S’ils ne suffisent pas, dit-il en les tendant à Noël, j’en ai d’autres.

— Je vais toujours, proposa l’avocat, vous donner un reçu.

— À moi ! pour quoi faire ? il sera temps demain.

— Et si je meurs cette nuit ?

— Eh bien ! fit le bonhomme, en songeant à son testament, j’hériterai encore de vous. Bonsoir. Vous m’avez demandé un conseil, il me faut la nuit pour réfléchir, j’ai présentement la cervelle à l’envers. Je vais même sortir un peu. Si je me couchais maintenant, j’aurais quelque horrible cauchemar. Allons, mon enfant, patience et courage. Qui sait si, à l’heure qu’il est, la Providence ne travaille pas pour vous !

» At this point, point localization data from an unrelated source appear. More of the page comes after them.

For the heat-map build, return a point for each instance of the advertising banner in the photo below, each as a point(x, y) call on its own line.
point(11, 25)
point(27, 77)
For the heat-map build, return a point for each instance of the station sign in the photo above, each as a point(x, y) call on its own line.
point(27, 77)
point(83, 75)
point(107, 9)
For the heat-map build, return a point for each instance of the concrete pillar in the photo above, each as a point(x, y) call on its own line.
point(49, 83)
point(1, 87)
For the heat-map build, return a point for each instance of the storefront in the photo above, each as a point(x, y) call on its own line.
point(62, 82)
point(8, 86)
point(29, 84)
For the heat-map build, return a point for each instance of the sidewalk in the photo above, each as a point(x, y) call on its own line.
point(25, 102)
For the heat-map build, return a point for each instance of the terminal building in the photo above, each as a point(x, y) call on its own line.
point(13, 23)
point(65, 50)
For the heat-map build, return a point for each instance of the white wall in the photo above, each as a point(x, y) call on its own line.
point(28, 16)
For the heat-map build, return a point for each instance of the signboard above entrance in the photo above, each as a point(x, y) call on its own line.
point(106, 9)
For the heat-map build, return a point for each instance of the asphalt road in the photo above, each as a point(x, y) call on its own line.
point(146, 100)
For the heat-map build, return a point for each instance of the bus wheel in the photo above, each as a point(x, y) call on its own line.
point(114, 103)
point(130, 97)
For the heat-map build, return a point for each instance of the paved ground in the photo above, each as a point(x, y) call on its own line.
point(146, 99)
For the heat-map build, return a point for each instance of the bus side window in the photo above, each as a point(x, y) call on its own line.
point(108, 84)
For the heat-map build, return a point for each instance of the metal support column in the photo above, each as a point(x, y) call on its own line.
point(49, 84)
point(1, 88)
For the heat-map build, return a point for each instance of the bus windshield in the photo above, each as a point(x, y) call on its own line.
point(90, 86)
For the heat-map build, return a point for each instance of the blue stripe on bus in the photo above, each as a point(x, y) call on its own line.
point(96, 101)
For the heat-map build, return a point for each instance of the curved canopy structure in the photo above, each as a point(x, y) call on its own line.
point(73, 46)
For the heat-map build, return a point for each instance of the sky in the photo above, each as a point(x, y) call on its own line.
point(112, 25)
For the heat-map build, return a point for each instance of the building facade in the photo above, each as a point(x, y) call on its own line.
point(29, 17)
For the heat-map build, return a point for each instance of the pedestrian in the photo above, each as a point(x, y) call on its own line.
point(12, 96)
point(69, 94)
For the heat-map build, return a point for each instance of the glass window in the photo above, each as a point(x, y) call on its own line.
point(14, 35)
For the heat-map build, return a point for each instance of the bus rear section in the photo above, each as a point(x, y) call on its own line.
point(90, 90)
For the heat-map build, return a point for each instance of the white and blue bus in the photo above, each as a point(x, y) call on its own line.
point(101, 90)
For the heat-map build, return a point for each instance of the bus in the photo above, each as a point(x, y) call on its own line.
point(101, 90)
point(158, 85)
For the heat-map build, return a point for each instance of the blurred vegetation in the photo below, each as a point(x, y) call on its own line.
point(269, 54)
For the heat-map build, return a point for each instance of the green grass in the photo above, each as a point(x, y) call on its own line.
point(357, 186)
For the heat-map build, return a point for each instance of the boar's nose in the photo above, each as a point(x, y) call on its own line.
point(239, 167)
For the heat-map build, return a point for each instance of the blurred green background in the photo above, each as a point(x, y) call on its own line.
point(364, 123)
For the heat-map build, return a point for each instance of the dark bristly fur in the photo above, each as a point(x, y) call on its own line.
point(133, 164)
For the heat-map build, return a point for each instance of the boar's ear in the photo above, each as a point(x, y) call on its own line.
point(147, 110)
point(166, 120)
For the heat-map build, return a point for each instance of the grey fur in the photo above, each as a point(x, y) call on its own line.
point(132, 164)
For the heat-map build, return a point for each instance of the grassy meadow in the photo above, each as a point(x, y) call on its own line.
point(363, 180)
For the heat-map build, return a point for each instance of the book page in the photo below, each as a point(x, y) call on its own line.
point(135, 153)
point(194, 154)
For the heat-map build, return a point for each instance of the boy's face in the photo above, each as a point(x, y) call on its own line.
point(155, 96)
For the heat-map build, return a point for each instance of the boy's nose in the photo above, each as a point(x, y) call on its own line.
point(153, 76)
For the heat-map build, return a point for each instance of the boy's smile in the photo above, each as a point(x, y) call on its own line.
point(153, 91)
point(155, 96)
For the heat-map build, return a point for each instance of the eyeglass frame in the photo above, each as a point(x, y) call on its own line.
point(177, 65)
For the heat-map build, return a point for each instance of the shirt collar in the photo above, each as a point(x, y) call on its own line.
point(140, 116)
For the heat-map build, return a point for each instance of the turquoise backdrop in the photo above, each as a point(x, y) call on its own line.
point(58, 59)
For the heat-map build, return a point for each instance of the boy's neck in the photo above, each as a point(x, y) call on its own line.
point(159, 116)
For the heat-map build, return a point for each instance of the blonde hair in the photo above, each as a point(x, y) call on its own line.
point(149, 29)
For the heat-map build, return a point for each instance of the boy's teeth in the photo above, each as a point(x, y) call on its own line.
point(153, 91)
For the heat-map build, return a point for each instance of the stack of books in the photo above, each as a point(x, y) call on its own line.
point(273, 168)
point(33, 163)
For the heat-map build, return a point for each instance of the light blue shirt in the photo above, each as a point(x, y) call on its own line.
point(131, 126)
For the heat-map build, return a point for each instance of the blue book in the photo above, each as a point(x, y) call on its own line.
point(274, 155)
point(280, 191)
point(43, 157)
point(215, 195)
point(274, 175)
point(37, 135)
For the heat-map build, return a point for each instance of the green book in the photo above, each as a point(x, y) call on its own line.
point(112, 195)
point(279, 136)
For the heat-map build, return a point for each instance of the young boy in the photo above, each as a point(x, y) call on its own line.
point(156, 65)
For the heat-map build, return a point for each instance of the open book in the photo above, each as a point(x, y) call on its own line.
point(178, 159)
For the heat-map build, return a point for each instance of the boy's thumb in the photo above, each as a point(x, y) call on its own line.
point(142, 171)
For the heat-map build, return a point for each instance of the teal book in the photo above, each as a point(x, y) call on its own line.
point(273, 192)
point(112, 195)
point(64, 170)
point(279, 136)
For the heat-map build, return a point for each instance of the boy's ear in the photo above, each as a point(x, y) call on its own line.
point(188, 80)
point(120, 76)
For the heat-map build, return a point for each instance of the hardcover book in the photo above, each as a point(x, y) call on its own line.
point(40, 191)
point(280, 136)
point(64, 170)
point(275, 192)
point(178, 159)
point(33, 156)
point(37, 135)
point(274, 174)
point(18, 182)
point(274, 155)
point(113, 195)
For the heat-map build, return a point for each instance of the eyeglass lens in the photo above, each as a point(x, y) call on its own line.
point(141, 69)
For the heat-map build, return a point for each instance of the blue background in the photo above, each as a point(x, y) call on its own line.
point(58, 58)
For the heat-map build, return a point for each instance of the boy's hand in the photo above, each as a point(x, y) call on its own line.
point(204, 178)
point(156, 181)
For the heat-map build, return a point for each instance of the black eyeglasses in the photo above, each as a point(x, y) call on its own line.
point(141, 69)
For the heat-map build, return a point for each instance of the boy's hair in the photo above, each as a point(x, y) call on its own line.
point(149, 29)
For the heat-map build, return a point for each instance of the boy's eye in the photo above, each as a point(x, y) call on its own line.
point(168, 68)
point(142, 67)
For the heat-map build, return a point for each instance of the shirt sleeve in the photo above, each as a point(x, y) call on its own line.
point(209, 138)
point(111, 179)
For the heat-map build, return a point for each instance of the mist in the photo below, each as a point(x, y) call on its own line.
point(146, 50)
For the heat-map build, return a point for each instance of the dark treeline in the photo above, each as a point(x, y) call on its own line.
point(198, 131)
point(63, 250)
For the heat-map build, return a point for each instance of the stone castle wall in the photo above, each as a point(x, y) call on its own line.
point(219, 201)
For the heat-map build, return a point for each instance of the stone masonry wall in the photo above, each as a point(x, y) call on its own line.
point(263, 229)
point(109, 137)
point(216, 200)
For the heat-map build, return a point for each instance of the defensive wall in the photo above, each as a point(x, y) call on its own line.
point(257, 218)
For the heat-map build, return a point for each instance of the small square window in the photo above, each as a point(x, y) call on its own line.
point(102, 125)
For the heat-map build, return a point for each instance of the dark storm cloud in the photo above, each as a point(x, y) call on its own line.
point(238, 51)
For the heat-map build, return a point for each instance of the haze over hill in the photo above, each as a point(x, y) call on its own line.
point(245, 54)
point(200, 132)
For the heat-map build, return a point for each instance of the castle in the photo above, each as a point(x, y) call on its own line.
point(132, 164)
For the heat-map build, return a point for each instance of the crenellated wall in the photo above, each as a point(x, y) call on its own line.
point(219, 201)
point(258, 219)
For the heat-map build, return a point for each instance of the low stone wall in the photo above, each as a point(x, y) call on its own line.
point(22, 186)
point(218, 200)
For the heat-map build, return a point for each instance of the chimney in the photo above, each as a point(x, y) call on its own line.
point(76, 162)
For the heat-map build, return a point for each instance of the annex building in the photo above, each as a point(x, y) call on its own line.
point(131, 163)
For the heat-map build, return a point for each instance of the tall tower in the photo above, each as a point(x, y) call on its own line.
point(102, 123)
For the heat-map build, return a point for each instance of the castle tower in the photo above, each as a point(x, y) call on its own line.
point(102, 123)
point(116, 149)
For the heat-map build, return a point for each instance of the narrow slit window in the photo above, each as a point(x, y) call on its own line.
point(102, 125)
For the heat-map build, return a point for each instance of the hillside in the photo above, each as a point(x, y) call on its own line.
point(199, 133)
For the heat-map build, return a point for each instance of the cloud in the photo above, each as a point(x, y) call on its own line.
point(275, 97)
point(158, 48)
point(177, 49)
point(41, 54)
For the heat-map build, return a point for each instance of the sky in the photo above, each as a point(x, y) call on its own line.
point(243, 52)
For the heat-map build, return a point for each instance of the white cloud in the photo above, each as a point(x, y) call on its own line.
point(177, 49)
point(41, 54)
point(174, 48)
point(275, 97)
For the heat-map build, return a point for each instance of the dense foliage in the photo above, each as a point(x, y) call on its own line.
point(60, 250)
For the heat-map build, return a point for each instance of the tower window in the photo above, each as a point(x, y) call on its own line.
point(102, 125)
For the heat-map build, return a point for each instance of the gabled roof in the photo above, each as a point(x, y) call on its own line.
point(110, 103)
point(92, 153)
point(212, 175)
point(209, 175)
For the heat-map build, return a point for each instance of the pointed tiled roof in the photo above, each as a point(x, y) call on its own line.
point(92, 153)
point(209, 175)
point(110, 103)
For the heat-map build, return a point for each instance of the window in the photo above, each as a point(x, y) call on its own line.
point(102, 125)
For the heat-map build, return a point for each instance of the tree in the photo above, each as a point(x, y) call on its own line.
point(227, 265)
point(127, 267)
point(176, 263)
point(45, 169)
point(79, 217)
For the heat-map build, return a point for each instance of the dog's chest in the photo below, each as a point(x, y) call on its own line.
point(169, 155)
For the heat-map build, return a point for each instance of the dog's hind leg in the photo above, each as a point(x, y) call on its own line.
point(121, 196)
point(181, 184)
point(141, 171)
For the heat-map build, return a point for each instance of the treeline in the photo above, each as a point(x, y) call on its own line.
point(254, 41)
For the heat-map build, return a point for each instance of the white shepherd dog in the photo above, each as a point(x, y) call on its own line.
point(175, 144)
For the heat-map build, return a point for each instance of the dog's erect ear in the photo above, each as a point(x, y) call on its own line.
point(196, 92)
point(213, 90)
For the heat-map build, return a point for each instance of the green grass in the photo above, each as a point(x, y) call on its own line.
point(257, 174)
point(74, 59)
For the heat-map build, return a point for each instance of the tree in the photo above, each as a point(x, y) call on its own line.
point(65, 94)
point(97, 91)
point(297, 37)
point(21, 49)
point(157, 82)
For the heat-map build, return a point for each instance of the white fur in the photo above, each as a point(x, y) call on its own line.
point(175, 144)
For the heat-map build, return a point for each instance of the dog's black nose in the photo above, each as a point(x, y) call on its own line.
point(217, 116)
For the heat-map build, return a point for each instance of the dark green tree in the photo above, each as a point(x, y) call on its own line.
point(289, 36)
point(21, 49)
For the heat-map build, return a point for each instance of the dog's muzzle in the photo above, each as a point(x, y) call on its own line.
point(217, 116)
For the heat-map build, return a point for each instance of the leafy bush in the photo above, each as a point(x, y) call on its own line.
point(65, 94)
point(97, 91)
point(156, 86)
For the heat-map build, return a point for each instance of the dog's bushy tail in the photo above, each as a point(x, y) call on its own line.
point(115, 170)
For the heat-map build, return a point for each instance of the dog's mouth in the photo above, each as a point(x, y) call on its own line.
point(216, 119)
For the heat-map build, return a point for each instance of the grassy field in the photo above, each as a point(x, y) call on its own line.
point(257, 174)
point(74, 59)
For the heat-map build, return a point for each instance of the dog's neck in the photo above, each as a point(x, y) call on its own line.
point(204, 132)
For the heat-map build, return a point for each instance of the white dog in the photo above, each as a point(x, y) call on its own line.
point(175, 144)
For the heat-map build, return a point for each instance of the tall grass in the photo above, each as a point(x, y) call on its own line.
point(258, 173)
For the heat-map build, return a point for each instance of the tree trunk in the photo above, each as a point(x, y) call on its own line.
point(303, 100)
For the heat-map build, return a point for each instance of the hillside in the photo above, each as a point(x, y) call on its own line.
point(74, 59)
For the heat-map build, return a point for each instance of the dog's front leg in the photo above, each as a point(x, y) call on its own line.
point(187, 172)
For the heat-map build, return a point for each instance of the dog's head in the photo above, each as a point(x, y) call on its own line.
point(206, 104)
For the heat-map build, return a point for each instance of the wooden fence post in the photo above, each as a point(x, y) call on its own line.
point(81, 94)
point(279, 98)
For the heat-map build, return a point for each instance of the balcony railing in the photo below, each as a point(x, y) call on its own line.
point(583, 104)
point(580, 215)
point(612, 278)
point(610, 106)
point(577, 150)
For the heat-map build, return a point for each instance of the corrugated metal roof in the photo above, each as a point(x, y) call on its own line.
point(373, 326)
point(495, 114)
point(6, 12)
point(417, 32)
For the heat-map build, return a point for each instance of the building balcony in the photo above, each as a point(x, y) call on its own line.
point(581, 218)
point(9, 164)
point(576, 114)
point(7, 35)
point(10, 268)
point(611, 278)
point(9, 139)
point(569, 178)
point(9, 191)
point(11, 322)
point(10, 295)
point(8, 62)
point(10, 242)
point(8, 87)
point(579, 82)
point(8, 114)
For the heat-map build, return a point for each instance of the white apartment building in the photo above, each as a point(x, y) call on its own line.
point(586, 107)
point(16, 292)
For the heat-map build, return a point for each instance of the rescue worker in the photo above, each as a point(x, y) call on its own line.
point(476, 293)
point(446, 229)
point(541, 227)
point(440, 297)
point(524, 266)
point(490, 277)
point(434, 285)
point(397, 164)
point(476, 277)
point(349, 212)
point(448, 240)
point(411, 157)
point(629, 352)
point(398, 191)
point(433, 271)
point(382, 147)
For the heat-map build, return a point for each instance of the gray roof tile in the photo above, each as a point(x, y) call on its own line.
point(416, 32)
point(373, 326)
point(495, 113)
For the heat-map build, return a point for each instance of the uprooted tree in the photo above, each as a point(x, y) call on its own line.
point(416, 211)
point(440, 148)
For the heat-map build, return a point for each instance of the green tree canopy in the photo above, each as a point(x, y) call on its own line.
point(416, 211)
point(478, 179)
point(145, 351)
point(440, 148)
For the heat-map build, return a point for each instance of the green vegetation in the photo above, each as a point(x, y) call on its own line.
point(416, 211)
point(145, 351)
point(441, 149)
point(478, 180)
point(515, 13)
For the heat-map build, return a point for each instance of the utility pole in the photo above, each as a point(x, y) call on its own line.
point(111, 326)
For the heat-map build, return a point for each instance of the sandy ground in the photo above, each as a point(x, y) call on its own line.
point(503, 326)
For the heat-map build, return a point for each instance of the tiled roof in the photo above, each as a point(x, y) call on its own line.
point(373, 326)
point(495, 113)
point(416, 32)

Il sortit et Noël laissa sa porte entrouverte, écoutant le bruit des pas qui se perdait dans l’escalier. Bientôt le cri de : « Cordon, s’il vous plaît ! » et le claquement de la porte lui apprirent que le père Tabaret était dehors.

Il attendit quelques instants encore et remonta sa lampe. Puis il prit un petit paquet dans un des tiroirs, glissa dans sa poche les billets de banque de son vieil ami et quitta son cabinet, dont il ferma la porte à double tour. Sur le palier, il s’arrêta. Il prêtait l’oreille comme si quelque gémissement de madame Gerdy eût pu parvenir jusqu’à lui. N’entendant rien, il descendit sur la pointe du pied. Une minute plus tard, il était dans la rue.